– К начальнику изоляторного цеха, конечно, чтобы он определил вас на исправительные работы. Вас же на краже словили в изоляторном цехе, вот и наказание вам там же отбывать полагается.
Коренев вздохнул, и они пошли вместе. Подсыпкин продолжал рассказывать ненужные подробности о жадности власть имущих и их безнаказанности.
– Кстати, – сказал он. – Благодаря нам, у вас хотя бы был адвокат, а так вам никакого не полагалось.
Коренев не испытывал особой признательности за подобную помощь и не преминул выразить недовольство работой защиты:
– Я что-то не заметил полезности вашего адвоката. За время судебного заседания он не сказал ни слова в мою защиту. У меня скорее сложилось ощущение, что он меня осуждал.
– Вы не владеете ситуацией, – возразил Подсыпкин. – Да, как человек он вас презирал, а как адвокат – неплохо защищал. Суд – это показательная часть мероприятия, предназначенная для формального соблюдения процессуальных норм, а в действительности принципиальные вопросы решаются до суда в неофициальной обстановке. Скажем, по делу о хищении ваша вина была очевидна с самого начала, и ни о каком оправдании речи идти не могло, вопрос состоял в суровости наказания. Прокурор требовал оставить вас в изоляторном цехе пожизненно, а адвокат уговорил смягчить срок до трех месяцев.
– Ого! – удивился Коренев и проникся уважением к жизнерадостному юноше с голубыми глазами. – Давать пожизненное за кусачки – идиотизм!
– Во-во! – подхватил Подсыпкин. – И я о том же говорю.
– А разве это подобие суда имеет компетенцию судить и выносить приговоры? Это же противоречит Конституции…
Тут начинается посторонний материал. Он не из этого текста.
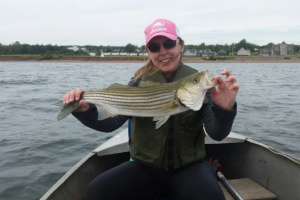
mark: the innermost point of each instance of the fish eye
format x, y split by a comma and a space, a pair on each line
196, 80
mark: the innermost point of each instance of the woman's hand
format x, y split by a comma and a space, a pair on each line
227, 90
75, 95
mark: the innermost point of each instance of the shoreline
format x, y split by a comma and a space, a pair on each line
139, 60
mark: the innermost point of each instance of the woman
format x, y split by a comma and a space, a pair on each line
168, 160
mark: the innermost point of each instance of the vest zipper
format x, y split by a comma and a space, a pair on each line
170, 144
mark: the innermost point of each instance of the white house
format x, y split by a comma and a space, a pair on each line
74, 48
190, 52
243, 52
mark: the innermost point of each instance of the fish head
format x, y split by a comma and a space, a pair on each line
191, 90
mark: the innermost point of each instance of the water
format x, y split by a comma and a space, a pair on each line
36, 150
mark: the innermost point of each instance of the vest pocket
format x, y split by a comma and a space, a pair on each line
190, 142
150, 141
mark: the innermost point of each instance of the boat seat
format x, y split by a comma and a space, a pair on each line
248, 189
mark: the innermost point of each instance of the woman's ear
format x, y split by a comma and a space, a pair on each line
182, 47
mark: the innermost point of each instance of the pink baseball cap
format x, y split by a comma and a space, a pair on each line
161, 27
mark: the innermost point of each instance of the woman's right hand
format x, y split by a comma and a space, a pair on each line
75, 95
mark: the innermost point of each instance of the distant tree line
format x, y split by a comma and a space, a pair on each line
18, 48
234, 47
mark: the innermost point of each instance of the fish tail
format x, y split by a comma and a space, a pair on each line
67, 109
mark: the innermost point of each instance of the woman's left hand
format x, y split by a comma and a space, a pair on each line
227, 90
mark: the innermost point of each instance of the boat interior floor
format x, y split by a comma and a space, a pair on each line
247, 189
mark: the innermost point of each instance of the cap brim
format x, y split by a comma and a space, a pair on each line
168, 35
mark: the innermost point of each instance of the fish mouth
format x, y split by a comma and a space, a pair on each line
165, 60
181, 104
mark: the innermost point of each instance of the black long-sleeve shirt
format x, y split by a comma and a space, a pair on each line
217, 121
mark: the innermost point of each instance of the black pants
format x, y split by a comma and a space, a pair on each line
132, 180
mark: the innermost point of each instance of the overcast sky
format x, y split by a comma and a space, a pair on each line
117, 22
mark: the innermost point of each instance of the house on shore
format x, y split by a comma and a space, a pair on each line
278, 50
243, 52
265, 52
190, 52
222, 53
205, 53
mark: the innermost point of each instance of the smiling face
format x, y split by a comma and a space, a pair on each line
166, 60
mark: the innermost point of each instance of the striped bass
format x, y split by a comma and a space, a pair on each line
149, 99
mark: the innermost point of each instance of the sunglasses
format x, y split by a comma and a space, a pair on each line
168, 44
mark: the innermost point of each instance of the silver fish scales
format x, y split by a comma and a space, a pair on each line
150, 99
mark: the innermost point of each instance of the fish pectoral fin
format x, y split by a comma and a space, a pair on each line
104, 113
148, 83
67, 109
161, 120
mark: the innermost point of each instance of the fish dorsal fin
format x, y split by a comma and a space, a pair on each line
148, 84
160, 121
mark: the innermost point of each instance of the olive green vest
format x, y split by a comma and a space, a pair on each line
180, 141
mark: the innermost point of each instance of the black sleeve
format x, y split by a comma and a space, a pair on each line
90, 117
217, 121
– Не произносите крамольных речей, – прошептал Подсыпкин и огляделся по сторонам. – Конституция – слово ругательное, его не принято озвучивать в общественных местах. Вы находитесь на фабрике и подчиняетесь ее законам, у вас другого выхода нет. А если вы скажете что-то нехорошее о Директоре, вам никакой адвокат не поможет – пожизненный эцих с гвоздями без права на досрочное.
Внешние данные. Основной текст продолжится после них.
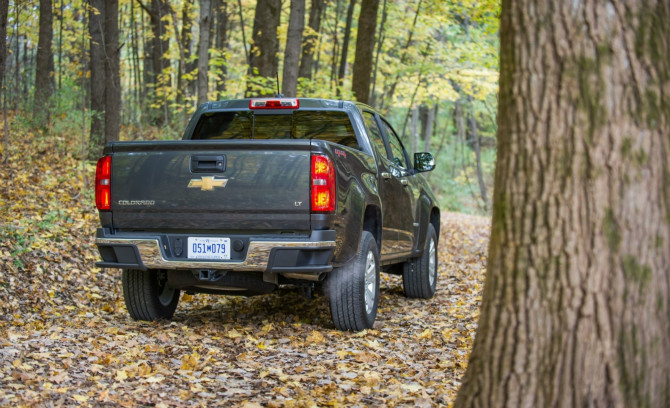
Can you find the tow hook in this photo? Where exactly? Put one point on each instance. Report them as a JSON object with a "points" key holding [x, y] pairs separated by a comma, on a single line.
{"points": [[208, 275]]}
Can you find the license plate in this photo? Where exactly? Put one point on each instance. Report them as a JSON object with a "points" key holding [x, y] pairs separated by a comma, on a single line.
{"points": [[208, 248]]}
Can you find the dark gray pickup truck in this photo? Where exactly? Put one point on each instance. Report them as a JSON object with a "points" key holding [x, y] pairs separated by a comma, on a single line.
{"points": [[267, 192]]}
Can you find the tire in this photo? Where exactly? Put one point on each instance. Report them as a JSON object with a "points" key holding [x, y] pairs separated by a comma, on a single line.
{"points": [[353, 290], [419, 276], [147, 295]]}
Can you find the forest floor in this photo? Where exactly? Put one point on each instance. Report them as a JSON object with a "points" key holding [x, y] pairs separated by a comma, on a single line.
{"points": [[66, 338]]}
– Удивительно. Вы о руководстве говорите мало хорошего, а продолжаете оставаться на свободе. Не кажется ли вам подозрительным?
– Меня Директор боится, – у Подсыпкина задрался подбородок. – За мной есть люди, готовые подняться против руководства в случае моего заключения. Меня предпочитают не замечать и притворяться, что я не существую. В качестве побочного эффекта могу позволить себе некоторую вольность в высказываниях. Но небольшую и в личной беседе, как сейчас с вами. Зато, когда за пределы фабрики просачивается информация о местных порядках и всеобщем угнетении, меня показывают проверяющим. Дескать, смотрите, у нас полная свобода, а недовольных мы не только пальцем не трогаем, а еще и позволили им организовать альтернативный профсоюз. Кстати, я его и возглавляю.
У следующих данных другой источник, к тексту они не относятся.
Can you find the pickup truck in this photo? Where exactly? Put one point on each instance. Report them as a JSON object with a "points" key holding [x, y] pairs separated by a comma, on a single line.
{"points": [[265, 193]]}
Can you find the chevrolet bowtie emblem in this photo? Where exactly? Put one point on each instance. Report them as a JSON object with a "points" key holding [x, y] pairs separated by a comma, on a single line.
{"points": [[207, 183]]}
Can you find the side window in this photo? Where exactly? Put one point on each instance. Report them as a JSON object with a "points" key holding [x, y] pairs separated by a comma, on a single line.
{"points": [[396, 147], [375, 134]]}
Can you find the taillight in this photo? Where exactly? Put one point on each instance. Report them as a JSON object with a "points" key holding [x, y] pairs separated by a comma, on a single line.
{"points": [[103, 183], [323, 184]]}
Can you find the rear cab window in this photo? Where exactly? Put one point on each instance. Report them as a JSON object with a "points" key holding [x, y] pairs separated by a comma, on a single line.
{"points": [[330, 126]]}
– Складывается впечатление, что вы играете за команду Директора, – заметил Коренев.
– Мне безразлично, как там у вас складывается. Но хотя бы так я имею возможность сдерживать вседозволенность руководства.
Коренев ущипнул себя за руку. Казалось, что попал в сон – длинный, тягучий, алогичный.
– Зачем вы себя щиплете? – с подозрением спросил Подсыпкин. – У вас страсть к самоистязанию?
– Давненько я не видел такого количества идиотов, подобная их концентрация возможна исключительно в кошмаре, – пояснил Коренев, убедившись, что ничего не поменялось и он не проснулся от боли в руке. – Решил проверить, не сплю ли я.
– Ну и как? Каковы результаты проверки? – с интересом спросил Подсыпкин.
– К сожалению, я по-прежнему здесь, рядом с вами.
– Кстати, нельзя идиотов называть идиотами, это унижение достоинства, экстремизм и дискриминация по умственным способностям, даже если у них справка имеется, – сказал Подсыпкин.